COMPARAISON DE TROIS DISPOSITIFS DE PIÉGEAGE - La Semaine Vétérinaire n° 1885 du 05/02/2021
La Semaine Vétérinaire n° 1885 du 05/02/2021

FRELON ASIATIQUE

PRATIQUE MIXTE

FORMATION

Auteur(s) : JULIE RENOUX*, EMMANUELLE MORIN**, BERNARD DARDENNE***

Fonctions :
*vétérinaire groupement de défense sanitaire (GDS) de l’Eure
**responsable du pôle Patrimoine naturel de l’Eure
***expert entomologiste (Entomo Nature)

Depuis son arrivée sur le territoire français en 2005, le frelon asiatique, Vespa velutina, est devenu un prédateur majeur de l’abeille. Pour réduire son impact sur les colonies et les activités apicoles, le piégeage des jeunes reines et des ouvrières est une pratique observée sur le terrain mais controversée. Dans ce contexte, le pôle Patrimoine naturel du département de l’Eure, en association avec le groupement de défense sanitaire (GDS), a lancé une étude1 comparative entre trois dispositifs de piégeage des ouvrières couramment utilisés, afin d’évaluer leur impact sur l’entomofaune locale. Ont été inclus dans l’étude 10 ruchers du département. Dans chacun d’entre eux, trois types de pièges ont été installés, à 5 mètres des ruches : un piège Vespa catch (piège 1) et son appât ; un piège bouteille (piège 2) et son appât, associé au dispositif Tap Trap ; et enfin une boîte en bois équipée d’une paire de cônes Jabeprode (piège 3) et son appât. Les pièges ont été installés pendant la période du 15 juillet au 4 novembre 2019. Ils étaient retirés à date fixe, toutes les 2 semaines, afin de collecter leur contenu et d’y remettre un nouvel appât. Chaque piège contenait un appât différent.

Une faible attractivité

L’analyse des résultats a montré que le premier facteur explicatif de variations dans la collecte de frelons asiatiques est bien le piège, et dans une moindre proportion la période et plus marginalement le site. Quel que soit le piège, l’attractivité pour le frelon était médiocre, à modérer avec le fait que la pression en frelons était modérée dans le département cette année. Sur la période d’étude, le piège 1 a capturé en moyenne 2,8 frelons par jour, contre 1,5 pour le piège 2 et 0,7 pour le piège 3. Le niveau d’attractivité s’est révélé variable suivant les ruchers, et suivant la période de prélèvement, avec une augmentation des captures à partir du mois d’octobre pour les trois pièges. L’augmentation du nombre moyen de frelons capturés par jour et par piège, la plus notable, concerne le piège 1 (Vespacatch).

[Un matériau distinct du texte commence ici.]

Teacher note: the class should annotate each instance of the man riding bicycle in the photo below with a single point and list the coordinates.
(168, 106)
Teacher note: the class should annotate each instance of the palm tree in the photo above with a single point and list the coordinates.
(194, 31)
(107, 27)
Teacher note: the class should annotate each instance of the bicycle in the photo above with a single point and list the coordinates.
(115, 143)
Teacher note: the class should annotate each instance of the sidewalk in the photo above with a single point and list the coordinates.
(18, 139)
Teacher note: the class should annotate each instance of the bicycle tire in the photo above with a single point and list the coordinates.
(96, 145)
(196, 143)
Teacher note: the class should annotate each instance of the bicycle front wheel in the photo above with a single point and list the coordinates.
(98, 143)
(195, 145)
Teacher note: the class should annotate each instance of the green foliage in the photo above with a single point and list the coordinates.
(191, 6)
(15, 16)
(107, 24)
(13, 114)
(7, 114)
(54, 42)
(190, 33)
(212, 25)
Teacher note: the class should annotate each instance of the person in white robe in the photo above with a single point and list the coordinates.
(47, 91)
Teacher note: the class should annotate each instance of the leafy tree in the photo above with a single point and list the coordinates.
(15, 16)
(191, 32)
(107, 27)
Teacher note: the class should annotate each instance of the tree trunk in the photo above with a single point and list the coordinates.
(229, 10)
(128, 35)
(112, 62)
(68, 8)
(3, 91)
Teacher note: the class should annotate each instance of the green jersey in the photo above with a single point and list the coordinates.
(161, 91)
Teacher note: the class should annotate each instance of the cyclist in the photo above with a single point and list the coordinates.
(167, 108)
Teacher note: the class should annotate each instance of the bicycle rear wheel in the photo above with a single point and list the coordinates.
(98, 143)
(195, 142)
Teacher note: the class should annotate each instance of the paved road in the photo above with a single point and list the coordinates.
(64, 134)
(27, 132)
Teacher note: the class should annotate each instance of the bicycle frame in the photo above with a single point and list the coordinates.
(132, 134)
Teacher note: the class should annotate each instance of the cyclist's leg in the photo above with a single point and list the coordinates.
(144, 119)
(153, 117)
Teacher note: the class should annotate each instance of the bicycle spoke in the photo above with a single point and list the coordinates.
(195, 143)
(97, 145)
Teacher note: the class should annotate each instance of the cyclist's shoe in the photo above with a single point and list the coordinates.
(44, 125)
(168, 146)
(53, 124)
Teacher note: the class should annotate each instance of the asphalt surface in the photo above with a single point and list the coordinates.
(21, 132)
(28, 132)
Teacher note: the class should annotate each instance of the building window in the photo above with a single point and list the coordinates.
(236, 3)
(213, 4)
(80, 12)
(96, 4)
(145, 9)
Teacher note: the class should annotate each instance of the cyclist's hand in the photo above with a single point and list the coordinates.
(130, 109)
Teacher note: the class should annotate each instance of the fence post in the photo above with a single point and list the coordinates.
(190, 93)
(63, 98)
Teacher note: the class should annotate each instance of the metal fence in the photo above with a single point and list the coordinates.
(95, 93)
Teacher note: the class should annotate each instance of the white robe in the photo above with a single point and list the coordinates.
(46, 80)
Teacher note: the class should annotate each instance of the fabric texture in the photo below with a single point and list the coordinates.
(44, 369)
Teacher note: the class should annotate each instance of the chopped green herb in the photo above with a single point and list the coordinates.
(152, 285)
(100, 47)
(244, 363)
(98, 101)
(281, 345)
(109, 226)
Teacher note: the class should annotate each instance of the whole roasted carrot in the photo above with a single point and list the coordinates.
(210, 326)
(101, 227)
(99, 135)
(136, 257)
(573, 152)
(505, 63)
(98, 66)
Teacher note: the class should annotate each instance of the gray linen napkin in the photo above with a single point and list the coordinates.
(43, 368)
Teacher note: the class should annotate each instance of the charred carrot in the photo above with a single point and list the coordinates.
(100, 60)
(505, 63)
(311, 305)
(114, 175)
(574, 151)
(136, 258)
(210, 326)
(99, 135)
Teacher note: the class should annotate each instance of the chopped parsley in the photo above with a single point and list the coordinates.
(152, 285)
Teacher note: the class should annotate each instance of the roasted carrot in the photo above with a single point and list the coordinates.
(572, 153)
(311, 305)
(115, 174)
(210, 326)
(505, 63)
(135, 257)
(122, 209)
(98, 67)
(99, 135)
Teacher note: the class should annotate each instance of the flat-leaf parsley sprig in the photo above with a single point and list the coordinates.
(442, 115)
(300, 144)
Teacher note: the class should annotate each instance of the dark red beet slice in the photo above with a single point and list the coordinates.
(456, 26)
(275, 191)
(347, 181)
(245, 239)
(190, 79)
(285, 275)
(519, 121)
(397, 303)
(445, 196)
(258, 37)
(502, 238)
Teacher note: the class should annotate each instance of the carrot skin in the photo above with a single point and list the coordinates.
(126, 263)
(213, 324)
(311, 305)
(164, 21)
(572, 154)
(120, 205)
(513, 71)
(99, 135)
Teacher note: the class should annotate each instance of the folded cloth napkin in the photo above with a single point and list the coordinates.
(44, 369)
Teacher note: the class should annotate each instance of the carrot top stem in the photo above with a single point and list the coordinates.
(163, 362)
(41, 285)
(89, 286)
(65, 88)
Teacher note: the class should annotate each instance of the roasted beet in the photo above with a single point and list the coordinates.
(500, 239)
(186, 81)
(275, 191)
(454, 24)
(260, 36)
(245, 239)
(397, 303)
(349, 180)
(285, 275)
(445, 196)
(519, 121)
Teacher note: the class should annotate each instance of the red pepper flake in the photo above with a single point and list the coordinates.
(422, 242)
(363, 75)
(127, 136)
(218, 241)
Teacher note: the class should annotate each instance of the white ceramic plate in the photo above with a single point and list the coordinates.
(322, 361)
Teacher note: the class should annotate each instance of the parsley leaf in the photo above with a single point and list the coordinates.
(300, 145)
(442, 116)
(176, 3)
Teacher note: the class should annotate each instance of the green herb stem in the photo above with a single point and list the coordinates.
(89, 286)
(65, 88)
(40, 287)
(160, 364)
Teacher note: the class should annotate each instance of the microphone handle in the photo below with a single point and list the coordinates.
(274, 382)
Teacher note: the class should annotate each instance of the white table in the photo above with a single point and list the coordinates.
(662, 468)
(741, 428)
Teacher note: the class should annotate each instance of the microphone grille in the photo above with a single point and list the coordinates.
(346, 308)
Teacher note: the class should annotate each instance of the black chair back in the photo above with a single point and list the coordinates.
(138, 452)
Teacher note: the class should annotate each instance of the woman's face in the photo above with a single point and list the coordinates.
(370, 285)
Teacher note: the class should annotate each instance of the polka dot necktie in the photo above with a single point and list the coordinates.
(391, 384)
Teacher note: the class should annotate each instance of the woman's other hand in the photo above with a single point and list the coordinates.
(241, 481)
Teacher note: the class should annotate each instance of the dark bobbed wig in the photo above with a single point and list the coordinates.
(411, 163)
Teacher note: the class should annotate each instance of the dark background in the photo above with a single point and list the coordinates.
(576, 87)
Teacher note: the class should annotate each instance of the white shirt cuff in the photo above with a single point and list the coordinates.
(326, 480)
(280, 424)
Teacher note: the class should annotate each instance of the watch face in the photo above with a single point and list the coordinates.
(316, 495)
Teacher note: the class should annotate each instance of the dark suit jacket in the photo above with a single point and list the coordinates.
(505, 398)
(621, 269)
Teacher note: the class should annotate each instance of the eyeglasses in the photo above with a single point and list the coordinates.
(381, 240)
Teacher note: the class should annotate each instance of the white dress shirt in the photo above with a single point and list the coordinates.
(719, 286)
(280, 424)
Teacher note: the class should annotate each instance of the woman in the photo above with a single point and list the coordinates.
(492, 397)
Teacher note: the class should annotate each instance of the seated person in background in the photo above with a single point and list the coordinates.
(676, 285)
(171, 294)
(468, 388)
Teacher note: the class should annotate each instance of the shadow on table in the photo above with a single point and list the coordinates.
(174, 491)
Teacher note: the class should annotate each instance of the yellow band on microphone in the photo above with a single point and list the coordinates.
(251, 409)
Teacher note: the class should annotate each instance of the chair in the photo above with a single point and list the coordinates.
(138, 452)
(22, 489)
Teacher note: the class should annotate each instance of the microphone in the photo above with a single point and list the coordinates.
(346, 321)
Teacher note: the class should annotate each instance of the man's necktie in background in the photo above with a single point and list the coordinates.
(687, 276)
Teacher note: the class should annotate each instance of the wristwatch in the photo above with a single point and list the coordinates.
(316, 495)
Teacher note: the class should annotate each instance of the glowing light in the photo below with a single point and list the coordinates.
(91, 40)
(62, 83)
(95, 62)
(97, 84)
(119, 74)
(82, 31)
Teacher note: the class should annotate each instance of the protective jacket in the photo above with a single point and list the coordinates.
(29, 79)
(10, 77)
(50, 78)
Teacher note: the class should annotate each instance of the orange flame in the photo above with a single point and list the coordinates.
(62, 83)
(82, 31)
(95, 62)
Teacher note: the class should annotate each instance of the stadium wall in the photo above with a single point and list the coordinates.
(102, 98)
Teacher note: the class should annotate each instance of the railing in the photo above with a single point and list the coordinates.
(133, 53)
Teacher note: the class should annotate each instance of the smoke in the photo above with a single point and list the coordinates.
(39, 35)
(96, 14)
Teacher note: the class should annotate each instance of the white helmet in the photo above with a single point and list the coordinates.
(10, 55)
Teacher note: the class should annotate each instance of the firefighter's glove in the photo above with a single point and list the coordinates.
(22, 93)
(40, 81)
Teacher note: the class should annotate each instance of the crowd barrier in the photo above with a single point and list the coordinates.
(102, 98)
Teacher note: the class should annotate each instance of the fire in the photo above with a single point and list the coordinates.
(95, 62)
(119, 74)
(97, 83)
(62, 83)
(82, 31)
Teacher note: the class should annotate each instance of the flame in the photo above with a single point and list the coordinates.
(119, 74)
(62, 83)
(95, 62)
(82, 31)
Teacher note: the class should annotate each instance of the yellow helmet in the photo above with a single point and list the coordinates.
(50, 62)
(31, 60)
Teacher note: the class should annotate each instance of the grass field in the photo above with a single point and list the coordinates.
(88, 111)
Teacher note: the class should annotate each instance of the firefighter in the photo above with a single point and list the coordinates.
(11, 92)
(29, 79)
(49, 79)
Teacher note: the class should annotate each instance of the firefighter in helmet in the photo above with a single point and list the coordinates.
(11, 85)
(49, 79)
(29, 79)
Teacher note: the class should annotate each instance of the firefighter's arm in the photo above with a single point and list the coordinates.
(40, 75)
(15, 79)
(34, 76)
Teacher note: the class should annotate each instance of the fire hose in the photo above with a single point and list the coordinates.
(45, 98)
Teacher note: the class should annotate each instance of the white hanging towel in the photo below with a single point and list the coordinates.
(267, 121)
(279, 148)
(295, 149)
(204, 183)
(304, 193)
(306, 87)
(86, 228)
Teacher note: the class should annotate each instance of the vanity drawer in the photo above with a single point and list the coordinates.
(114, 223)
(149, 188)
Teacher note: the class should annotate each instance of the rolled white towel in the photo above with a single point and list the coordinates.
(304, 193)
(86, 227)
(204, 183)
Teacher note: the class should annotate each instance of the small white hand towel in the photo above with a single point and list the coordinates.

Des dispositifs peu sélectifs

Par ailleurs, les trois pièges se sont révélés peu sélectifs, sauf dans deux ruchers dans lesquels le piège 3 n’a piégé que des frelons asiatiques. Avec les pièges 1 et 2, pour un seul frelon, 118 insectes ont été tués (moins de 1 % des insectes capturés sont des frelons) ; pour le piège 3, pour un frelon, 22 insectes ont été capturés (4,5 % des insectes sont des frelons). Cette sélectivité a augmenté à partir de septembre pour le piège 3, pour atteindre un taux de frelons asiatique oscillant entre 50 % et un peu plus de 80 %, alors que pour cette même période le taux de capture des deux autres pièges ne dépassait pas les 10 %. Les diptères sont les plus concernés par la capture - 65 350 spécimens, soit 88,5 % du peuplement global -, suivis des hyménoptères - 5 434 individus, soit 7,35 % des insectes, dont 702 frelons asiatiques et 1 076 Apis mellifera.

Des premières pistes pour un usage terrain

L’étude a confirmé que le piégeage des ouvrières impacte fortement l’entomofaune locale et les pollinisateurs, dont l’abeille domestique. Dans cette étude, son e cacité apparaît comme dérisoire - 702 frelons piégés sur 10 ruchers pendant 4 mois -, par rapport au nombre total d’insectes piégés (73 832). Malgré tout, il peut être conseillé d’utiliser des pièges Jabeprode, les plus sélectifs dans cette étude. Néanmoins, leur usage devrait se limiter aux colonies subissant des attaques massives de frelons asiatiques, en fin de saison, et pour la seule protection d’activité économique (production de miel). De plus, le site semble jouer sur l’attractivité puisqu’elle s’est avérée plus marquée dans les ruchers situés dans des vallées, confortant de précédentes études. Une transhumance vers des zones moins sujettes aux nids de frelons, comme les plaines céréalières ou plateaux bocagers, pourrait donc être aussi envisagée en cas d’attaque massive.